Digital ocean site with almost no activity has average of about 30 crawlers a day, don’t know why if this matters the kind of server or domain why there would be more crawlers?
These are generally searching/indexing public sites + content for search engines to be able to find them, which can be a good thing for sites if you’re wanting to reach a broader audience then people can find your site if they are running a search for something being talked about at a discourse site.
There may be other purposes of crawlers don’t know what all they are for. These ones are denied access by default in the settings which you probably know about already:
Being a relatively computer illeterate, I have been following your expert opinions on crawling somewhat like a handicapped spectator watching the final game of the US Open… Thanks for introducing me to this puzzling part of site security.
Our forum so efficiently hosted by Discourse is a highly confidential one. Users joigning in on invitation are very nervous about confidentiality and I am trying to reassure them the best I can. Crawlers may not be too harmfulI (?!), but I would like to keep them off completely if possible, they are of no use to us as we have no interest in our content being indexed or known in any way.
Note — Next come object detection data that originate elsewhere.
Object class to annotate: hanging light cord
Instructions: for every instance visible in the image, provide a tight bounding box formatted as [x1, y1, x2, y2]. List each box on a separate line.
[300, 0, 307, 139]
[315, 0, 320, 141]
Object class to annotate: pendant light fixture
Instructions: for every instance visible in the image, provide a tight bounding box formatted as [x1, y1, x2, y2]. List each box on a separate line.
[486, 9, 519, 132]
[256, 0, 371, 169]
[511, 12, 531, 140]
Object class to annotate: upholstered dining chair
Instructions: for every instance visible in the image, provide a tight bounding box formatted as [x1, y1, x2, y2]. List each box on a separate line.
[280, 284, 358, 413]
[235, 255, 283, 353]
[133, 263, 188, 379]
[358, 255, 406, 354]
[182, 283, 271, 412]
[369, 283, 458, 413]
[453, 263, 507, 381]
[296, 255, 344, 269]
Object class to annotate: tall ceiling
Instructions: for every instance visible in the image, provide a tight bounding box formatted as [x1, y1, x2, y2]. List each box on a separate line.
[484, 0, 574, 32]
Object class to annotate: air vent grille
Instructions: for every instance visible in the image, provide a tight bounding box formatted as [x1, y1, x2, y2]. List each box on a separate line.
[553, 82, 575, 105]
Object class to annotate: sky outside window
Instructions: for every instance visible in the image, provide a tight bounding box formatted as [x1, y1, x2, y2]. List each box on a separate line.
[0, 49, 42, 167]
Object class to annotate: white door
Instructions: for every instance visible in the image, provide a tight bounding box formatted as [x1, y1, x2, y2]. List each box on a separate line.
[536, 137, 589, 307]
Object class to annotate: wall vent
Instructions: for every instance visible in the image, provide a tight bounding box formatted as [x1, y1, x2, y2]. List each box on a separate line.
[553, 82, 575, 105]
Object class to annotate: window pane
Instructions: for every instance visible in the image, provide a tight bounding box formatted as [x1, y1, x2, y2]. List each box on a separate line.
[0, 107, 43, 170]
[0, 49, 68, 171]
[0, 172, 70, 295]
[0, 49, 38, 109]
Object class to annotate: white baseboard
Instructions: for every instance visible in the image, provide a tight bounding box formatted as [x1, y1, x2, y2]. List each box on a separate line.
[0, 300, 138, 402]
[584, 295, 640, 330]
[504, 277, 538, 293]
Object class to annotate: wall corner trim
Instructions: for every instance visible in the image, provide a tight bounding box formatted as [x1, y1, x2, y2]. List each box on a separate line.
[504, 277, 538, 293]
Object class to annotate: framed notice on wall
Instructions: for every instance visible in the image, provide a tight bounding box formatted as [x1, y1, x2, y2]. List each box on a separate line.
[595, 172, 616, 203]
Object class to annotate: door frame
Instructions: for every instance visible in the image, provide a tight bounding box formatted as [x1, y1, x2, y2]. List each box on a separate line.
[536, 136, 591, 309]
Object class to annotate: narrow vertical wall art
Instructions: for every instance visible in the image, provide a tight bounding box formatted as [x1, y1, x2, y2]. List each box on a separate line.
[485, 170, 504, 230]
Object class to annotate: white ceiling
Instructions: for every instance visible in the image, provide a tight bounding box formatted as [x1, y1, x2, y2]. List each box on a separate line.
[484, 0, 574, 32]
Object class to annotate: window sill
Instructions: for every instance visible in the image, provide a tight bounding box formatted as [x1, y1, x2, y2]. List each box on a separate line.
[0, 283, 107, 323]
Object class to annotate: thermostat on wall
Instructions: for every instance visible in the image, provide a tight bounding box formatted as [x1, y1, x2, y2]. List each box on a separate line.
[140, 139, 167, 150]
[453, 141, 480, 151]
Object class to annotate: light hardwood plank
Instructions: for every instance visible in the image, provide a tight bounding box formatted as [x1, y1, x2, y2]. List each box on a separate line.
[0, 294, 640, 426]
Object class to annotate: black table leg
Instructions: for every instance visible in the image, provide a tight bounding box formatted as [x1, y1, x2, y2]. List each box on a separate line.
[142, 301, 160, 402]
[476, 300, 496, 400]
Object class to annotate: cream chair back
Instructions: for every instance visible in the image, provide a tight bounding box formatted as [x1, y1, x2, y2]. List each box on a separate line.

I now realize that optimizing settings is the first thing to do. Is it possible that my settings be examined by one of the Communitech support group in that respect?
Thanks for your attention.
Ah, that’s good to see, I thought it just relied on Redis to more quickly serve up recently rendered content. As you mention, when my forum was running on Drupal the bad bots and sometimes even the search engine crawlers would occasionally bring it to its knees. But I installed a plugin that created a static HTML file cache of anonymously accessed pages and automatically created Nginx rewrite rules for them. Nginx would serve those without bootstrapping the Drupal PHP code and it was just blistering fast and could handle way more anonymous traffic load.
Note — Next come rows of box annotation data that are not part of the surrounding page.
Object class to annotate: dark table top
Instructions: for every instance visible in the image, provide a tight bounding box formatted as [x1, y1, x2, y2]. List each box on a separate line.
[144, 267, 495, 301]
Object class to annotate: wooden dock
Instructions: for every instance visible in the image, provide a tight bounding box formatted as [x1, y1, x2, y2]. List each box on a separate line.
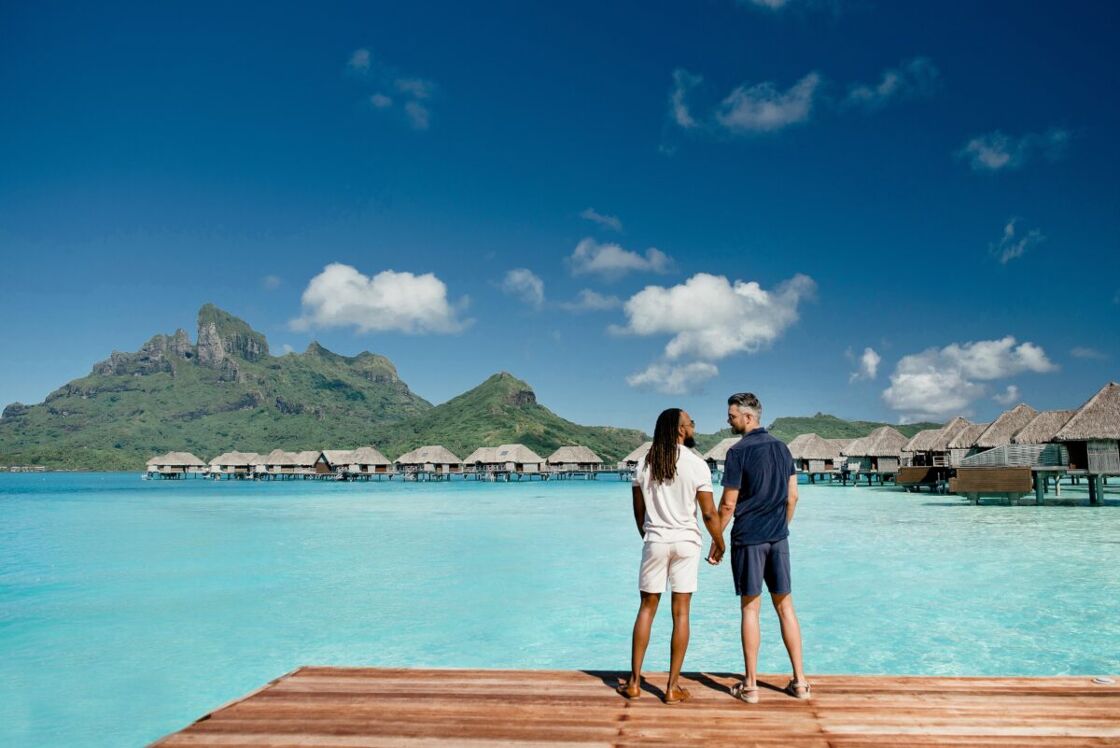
[155, 667, 1120, 748]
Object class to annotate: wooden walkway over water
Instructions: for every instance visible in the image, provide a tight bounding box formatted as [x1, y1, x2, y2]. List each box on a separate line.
[156, 667, 1120, 748]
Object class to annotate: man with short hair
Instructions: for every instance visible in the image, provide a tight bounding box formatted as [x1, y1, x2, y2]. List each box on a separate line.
[708, 392, 811, 704]
[618, 408, 724, 704]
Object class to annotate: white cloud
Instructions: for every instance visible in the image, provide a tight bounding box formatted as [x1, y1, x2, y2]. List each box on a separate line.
[844, 57, 940, 110]
[716, 73, 821, 134]
[848, 348, 883, 382]
[992, 384, 1021, 405]
[502, 268, 544, 309]
[394, 78, 436, 99]
[883, 335, 1057, 420]
[1070, 346, 1109, 361]
[614, 273, 816, 361]
[626, 362, 719, 395]
[669, 67, 703, 130]
[346, 48, 370, 73]
[568, 237, 673, 278]
[560, 288, 623, 311]
[988, 218, 1046, 265]
[956, 128, 1071, 171]
[404, 101, 431, 130]
[579, 208, 623, 231]
[291, 262, 469, 334]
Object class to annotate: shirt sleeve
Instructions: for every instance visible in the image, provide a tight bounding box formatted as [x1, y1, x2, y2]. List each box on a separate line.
[720, 449, 743, 488]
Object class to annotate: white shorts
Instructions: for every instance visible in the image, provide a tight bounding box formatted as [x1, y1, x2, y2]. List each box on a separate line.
[637, 542, 700, 593]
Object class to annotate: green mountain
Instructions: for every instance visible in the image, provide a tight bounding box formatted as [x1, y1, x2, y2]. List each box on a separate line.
[0, 305, 642, 470]
[697, 413, 942, 452]
[385, 372, 646, 465]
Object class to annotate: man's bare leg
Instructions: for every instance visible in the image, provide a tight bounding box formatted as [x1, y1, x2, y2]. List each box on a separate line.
[665, 592, 692, 694]
[626, 592, 661, 699]
[739, 595, 762, 689]
[772, 595, 808, 683]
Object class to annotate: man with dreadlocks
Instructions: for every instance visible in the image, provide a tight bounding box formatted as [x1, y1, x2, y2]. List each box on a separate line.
[618, 408, 724, 704]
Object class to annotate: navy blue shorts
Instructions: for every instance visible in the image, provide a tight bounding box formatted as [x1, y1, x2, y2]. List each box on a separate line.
[731, 537, 793, 597]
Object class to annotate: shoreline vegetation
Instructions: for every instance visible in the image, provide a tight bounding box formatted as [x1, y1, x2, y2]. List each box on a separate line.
[0, 303, 940, 471]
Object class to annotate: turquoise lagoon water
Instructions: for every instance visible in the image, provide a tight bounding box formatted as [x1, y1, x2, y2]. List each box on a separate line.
[0, 474, 1120, 746]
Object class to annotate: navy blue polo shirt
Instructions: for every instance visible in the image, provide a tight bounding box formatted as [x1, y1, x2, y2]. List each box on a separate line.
[722, 428, 796, 545]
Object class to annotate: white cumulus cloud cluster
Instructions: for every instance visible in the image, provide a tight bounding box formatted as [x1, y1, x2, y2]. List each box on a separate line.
[956, 128, 1071, 172]
[502, 268, 544, 309]
[612, 273, 816, 393]
[988, 218, 1046, 265]
[568, 237, 673, 279]
[848, 347, 883, 382]
[291, 262, 469, 334]
[883, 335, 1057, 420]
[844, 57, 940, 110]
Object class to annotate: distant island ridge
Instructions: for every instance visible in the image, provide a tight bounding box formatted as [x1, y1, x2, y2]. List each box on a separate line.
[0, 303, 940, 470]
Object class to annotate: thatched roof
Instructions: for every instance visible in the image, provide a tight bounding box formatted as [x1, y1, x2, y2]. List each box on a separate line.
[946, 423, 991, 449]
[701, 437, 743, 462]
[211, 452, 260, 467]
[622, 441, 653, 464]
[903, 429, 941, 452]
[396, 445, 463, 465]
[976, 403, 1038, 449]
[844, 426, 909, 457]
[926, 415, 972, 452]
[1011, 410, 1077, 445]
[464, 445, 544, 464]
[1054, 382, 1120, 441]
[148, 452, 206, 467]
[548, 447, 603, 465]
[790, 433, 840, 460]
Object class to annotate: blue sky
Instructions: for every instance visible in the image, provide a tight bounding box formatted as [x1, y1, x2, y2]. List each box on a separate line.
[0, 0, 1120, 431]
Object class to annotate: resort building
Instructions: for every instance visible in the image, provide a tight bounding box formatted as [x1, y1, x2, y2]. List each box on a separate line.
[147, 452, 206, 478]
[1054, 382, 1120, 472]
[314, 447, 393, 475]
[209, 452, 260, 478]
[547, 447, 603, 473]
[844, 426, 909, 474]
[394, 445, 463, 476]
[698, 437, 743, 473]
[948, 423, 991, 467]
[463, 445, 544, 474]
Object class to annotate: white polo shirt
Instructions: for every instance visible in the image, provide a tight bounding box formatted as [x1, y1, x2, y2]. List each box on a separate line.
[634, 445, 711, 545]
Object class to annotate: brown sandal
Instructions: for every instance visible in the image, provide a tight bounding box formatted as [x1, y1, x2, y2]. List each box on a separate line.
[665, 686, 692, 705]
[785, 681, 813, 701]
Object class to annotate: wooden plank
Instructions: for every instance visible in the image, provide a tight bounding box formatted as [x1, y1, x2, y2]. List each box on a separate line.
[156, 667, 1120, 748]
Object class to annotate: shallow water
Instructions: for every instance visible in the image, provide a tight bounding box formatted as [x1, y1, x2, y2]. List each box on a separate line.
[0, 474, 1120, 746]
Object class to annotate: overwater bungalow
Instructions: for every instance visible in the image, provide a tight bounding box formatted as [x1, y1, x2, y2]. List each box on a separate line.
[147, 452, 206, 478]
[1054, 382, 1120, 477]
[209, 451, 260, 479]
[698, 437, 743, 473]
[394, 445, 463, 476]
[844, 426, 909, 479]
[463, 445, 544, 475]
[314, 447, 393, 477]
[790, 433, 850, 476]
[946, 423, 991, 467]
[545, 447, 603, 473]
[974, 403, 1038, 450]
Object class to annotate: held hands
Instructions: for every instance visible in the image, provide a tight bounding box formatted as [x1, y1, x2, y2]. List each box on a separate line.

Hey there. It’s pretty important to note that this has no security ramifications. Crawlers only have access to public sites. If you have a login only site they won’t have access.
One other clarification is that Communiteq is not affiliated in any way with us so if they are your hosts you are not hosted by Discourse.
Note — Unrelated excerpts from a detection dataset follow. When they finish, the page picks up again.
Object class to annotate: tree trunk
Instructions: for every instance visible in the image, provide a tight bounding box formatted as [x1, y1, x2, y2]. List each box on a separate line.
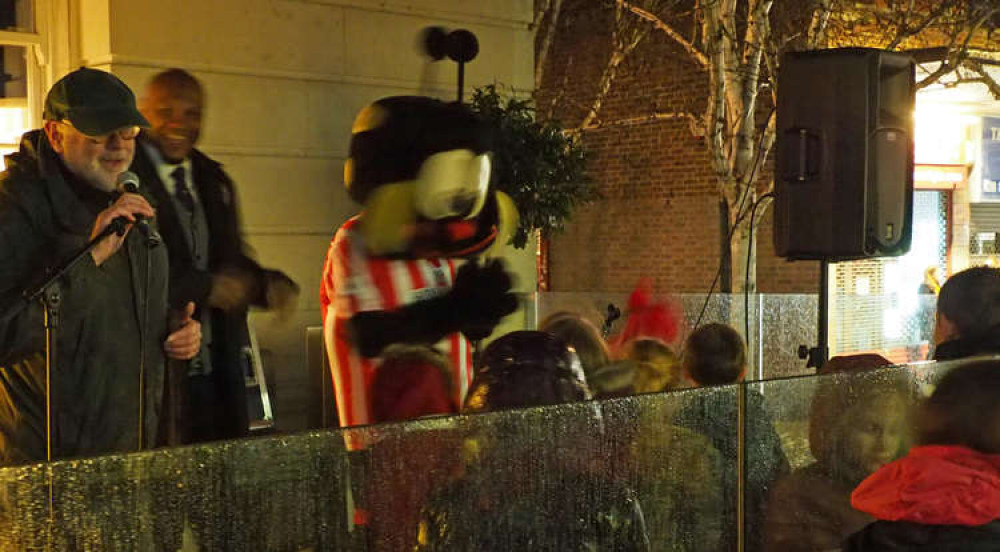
[729, 216, 757, 293]
[719, 197, 733, 293]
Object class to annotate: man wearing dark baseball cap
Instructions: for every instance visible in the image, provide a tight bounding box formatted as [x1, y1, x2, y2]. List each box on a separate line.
[0, 68, 201, 466]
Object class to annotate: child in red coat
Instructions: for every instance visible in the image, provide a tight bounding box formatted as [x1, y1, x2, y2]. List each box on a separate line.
[844, 360, 1000, 552]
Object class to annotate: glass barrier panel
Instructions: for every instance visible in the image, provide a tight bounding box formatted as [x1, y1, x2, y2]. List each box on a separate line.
[0, 356, 972, 551]
[743, 363, 954, 552]
[0, 433, 352, 551]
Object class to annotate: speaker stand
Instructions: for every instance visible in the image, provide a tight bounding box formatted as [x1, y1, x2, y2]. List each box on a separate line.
[798, 259, 830, 370]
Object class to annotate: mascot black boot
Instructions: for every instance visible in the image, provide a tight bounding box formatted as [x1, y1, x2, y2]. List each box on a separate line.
[320, 96, 517, 426]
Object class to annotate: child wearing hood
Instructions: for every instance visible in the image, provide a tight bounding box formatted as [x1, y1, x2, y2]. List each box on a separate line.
[844, 360, 1000, 552]
[764, 355, 913, 552]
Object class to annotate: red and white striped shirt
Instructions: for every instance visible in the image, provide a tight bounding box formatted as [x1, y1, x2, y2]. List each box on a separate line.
[320, 217, 472, 427]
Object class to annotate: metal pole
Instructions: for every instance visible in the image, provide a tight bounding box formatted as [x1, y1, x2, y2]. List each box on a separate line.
[814, 259, 830, 370]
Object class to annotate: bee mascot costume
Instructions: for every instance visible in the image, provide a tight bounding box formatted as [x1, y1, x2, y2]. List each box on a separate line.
[320, 96, 517, 426]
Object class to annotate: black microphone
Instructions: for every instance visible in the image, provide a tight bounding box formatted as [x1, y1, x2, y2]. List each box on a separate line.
[115, 171, 163, 247]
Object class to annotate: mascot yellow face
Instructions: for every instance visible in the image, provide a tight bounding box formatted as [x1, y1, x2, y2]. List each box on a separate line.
[344, 96, 517, 258]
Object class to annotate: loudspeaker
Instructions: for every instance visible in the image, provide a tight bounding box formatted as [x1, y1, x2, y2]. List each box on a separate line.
[774, 48, 916, 261]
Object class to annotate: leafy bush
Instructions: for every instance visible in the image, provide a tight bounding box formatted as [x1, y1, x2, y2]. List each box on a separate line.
[471, 84, 599, 249]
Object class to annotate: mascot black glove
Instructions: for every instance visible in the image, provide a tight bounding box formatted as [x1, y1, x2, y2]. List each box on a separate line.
[351, 260, 517, 357]
[448, 259, 517, 341]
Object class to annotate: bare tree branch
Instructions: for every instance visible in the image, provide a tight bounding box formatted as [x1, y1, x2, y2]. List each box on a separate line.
[579, 0, 649, 128]
[532, 0, 562, 90]
[616, 0, 708, 69]
[965, 60, 1000, 100]
[885, 0, 955, 50]
[806, 0, 833, 50]
[917, 8, 1000, 89]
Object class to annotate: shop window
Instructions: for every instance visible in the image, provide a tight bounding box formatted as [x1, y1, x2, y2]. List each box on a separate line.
[0, 0, 41, 160]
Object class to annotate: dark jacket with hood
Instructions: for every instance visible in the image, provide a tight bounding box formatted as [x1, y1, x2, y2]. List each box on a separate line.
[934, 326, 1000, 360]
[0, 130, 167, 465]
[132, 134, 287, 441]
[844, 445, 1000, 552]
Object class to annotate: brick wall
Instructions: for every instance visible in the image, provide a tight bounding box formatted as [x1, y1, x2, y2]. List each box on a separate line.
[538, 0, 819, 293]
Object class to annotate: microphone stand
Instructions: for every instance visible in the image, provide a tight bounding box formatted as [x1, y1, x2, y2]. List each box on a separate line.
[2, 218, 122, 462]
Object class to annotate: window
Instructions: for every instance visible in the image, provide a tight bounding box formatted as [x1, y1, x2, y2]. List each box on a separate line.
[0, 0, 42, 160]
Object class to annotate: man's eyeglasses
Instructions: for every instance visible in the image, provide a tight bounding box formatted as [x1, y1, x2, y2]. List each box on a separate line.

I planned to send a private response but this might be helpful to others as well so I’m posting it here.
They are accessing your home (login) page only and they’re not able to access the content.
They can be. Depending on the type of crawler they could be making information accessible you didn’t want to be accessible. Technically speaking, a crawler can only access public information, but a crawler (and associated search engines) are very good at discovering information and making it accessible.
So let’s take a look at your situation.
Your robots.txt
shows
User-agent: *
Disallow: /
so it’s set to deny all search engine crawlers.
However, this alone is not enough, since robots.txt
is based on politeness and is not honored by “bad” robots. A bad robot can simply choose to ignore robots.txt
. It’s like a “keep out!” sign - a burglar will not honor it.
The main security of your forum is based on the fact that you have login required
enabled. That’s enough to keep any crawler out.
Although we have already determined that crawlers are not able to get in, it might be good to take this a step further.
You also have invite only
and allow new registrations
enabled, and invite allowed groups
is set to TL2. This means that arbitrary people cannot sign up, but any user in TL2 or higher will be able to invite other users to the community. As a safety net you have enabled must approve users
, so that’s good. The only way to gain access to your community is to get invited by someone who’s already a trusted member of the community, and an admin needs to let you in.